The only thing that makes my "cycle" a bit hard, is my fear that it won't go away in a few days. Because I remember the one time it didn't go away, for ten months. And then it only went away after I fasted for 21 days on just water. That a story I can tell at another time.
Well about three and a half weeks ago, I felt the familiar cycle start to hit its bottom, a few days later it had not risen, and I was scared. I asked people to pray for me, and I began examining the different stimuli that may cause the extension.
Part of the problem is my body. My fight training really helps me to deal with both the ADD and the depression, but lately I get hurt so much I can't train as intensely as I need to for my medicinal needs.

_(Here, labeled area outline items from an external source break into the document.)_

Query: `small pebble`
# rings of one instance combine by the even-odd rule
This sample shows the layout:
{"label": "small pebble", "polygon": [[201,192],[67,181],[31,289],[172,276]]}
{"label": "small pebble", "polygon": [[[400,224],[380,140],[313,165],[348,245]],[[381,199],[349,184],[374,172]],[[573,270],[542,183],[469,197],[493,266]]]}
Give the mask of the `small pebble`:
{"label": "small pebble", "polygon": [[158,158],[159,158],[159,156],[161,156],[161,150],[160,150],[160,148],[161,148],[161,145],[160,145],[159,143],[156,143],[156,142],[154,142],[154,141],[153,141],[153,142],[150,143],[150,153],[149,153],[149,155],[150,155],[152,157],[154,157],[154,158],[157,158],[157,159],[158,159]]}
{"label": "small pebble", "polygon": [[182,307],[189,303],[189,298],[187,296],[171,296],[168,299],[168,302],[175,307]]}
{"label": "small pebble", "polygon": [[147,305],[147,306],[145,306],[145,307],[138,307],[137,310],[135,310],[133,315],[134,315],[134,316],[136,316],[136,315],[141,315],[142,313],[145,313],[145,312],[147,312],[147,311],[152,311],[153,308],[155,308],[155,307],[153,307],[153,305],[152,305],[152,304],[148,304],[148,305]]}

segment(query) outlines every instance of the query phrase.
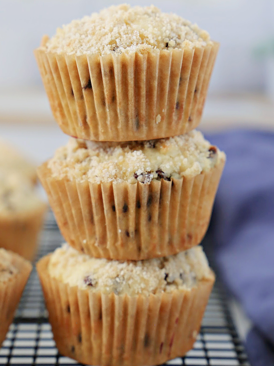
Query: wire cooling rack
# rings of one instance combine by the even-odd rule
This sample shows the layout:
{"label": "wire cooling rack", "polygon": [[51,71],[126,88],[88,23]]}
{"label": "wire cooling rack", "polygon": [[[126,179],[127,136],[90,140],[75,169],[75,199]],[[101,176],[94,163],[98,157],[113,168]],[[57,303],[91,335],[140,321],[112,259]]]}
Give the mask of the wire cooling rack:
{"label": "wire cooling rack", "polygon": [[[48,214],[37,259],[53,251],[63,239],[52,213]],[[0,348],[0,365],[79,365],[60,355],[53,339],[37,273],[34,269],[26,287],[13,323]],[[193,348],[172,365],[250,366],[220,288],[212,292]]]}

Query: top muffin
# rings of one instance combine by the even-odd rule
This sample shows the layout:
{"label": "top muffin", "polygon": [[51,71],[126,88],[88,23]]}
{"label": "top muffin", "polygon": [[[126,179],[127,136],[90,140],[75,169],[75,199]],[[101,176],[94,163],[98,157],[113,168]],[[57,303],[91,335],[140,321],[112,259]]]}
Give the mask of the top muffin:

Another part of the problem is being alone. I am not good at it. I have for the last sixteen years always had people in my home. My wife home schooled the kids, so the family was always there. Our church was always an open door policy so usually some of the church members were there as well. And often we had people living with us, for a variety of reasons. But now, when I am working at home as I often do, the wife is at the cafe working, the girls are at school, and I am by myself. I am a very social person, and this has been hard.
And the last part, well I do think there is a spiritual element to it all. I feel a bit under scrutiny if you understand what I mean.
These things added to my usual cycle, had caused me to have a bit of a lengthy dip. But as I have learned before, I ask for prayer, share my situation, and keep doing as I am called to do. It isn't fun, or easy, but I just keep walking. At the FORGE intensive I was at the two and a half week mark. It was a bit hard, but many there prayed for me. I heard some brilliant messages by Mark Sayers, Mike Frost, Al and Deb Hirsh. And the Sunday night service was quite enjoyable. I spoke on Monday, and I think did okay. But the dark cloud still had not lifted. But God still used me I believe. And He always does.
My desire is to be an example of God's faithfulness, by being faithful myself. To share the good, the bad, and the ugly with those I journey with. I refuse to come across as the got it all together God man, the fact is, I am as stuffed up as you, or anyone else. I have doubts, fears, and depression and I walk with God through it all. With the help of my community, and the Spirit of God, I am faithful, and so too can you be.
By the way, it appears I will not need to fast, which is good, the food here in Melbourne is too good to go on a long fast :) Thanks to those that have prayed and encouraged me along the way.